La «legge del più grande» si smentisce solo analizzando la capacità delle imprese di produrre reddito, in questo senso le aziende più grandi dominano solo nel settore dell’industria in senso stretto. Mentre nelle costruzioni, come anche nei servizi, sono la imprese medio piccole con 10-19 addetti a presentare i migliori risultati, cioè quelle dove i lavoratori sono pagati meno per lavorare di più.

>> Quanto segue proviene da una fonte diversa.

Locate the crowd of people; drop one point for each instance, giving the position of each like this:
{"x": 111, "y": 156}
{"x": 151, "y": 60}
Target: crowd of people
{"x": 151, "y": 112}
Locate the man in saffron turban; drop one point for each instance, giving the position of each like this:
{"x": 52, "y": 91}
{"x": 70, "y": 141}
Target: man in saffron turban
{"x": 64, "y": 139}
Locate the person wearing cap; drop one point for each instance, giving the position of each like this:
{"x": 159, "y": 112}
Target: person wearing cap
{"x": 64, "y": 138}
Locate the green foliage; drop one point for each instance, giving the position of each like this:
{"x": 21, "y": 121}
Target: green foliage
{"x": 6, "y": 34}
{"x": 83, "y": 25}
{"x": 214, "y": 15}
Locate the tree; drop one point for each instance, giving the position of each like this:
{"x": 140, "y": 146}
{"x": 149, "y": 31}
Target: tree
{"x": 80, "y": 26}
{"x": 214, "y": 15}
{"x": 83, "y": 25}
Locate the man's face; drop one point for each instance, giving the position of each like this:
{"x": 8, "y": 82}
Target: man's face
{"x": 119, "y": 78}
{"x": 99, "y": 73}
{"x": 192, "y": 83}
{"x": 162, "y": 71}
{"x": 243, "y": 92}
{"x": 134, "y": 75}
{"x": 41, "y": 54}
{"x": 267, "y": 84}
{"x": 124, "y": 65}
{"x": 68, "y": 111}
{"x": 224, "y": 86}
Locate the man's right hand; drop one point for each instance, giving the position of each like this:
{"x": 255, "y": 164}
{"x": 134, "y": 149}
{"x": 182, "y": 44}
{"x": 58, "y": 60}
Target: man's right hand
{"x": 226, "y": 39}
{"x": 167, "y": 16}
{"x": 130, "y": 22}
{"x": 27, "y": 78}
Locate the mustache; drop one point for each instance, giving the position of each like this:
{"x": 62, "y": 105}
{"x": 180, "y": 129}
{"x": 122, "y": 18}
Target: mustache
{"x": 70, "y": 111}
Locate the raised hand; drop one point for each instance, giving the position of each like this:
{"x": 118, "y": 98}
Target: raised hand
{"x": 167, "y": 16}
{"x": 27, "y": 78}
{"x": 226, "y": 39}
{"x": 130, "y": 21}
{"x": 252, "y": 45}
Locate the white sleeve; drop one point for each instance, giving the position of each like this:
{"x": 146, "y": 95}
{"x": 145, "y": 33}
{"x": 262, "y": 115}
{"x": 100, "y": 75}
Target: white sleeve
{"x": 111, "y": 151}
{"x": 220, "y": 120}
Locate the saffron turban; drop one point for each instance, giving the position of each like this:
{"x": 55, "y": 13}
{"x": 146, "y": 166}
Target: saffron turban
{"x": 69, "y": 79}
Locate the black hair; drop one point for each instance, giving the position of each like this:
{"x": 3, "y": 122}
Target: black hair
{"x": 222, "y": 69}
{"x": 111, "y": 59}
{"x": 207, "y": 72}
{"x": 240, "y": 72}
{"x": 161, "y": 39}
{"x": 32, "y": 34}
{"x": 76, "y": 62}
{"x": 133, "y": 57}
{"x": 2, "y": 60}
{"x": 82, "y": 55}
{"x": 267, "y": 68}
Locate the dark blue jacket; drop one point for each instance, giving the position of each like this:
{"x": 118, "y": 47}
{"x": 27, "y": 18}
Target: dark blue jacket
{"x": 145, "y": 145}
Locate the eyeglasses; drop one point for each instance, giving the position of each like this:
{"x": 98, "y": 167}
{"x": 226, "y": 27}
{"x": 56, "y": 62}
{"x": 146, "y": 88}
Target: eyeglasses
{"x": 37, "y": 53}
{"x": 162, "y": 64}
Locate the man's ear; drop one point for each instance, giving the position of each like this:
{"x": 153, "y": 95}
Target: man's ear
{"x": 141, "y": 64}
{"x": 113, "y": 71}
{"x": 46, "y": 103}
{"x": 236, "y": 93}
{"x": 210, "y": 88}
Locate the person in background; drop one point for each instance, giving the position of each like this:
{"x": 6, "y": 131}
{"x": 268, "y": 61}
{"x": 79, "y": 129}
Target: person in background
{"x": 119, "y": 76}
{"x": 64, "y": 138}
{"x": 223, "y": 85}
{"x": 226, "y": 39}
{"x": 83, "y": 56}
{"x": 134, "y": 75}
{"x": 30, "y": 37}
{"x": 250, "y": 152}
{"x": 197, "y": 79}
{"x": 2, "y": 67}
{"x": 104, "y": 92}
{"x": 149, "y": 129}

Un discorso a parte va fatto per le imprese che si affacciano sui mercati internazionali, le quali presentano una performance economica mediamente miglior di quelle orientate esclusivamente verso il mercato interno. In particolare la produttività del lavoro mostra un ampio differenziale a favore delle imprese che esportano soprattutto nelle classe 1-9 addetti (35 mila euro pro capite rispetto a 23,3 mila di medi). Si tratta prevalentemente di piccole strutture ma altamente specializzate che operano in campi molto dinamici e che sono capaci di assorbire, grazie ad una elevatissima produttività, i maggiori costi sistematicamente legati alle esportazioni.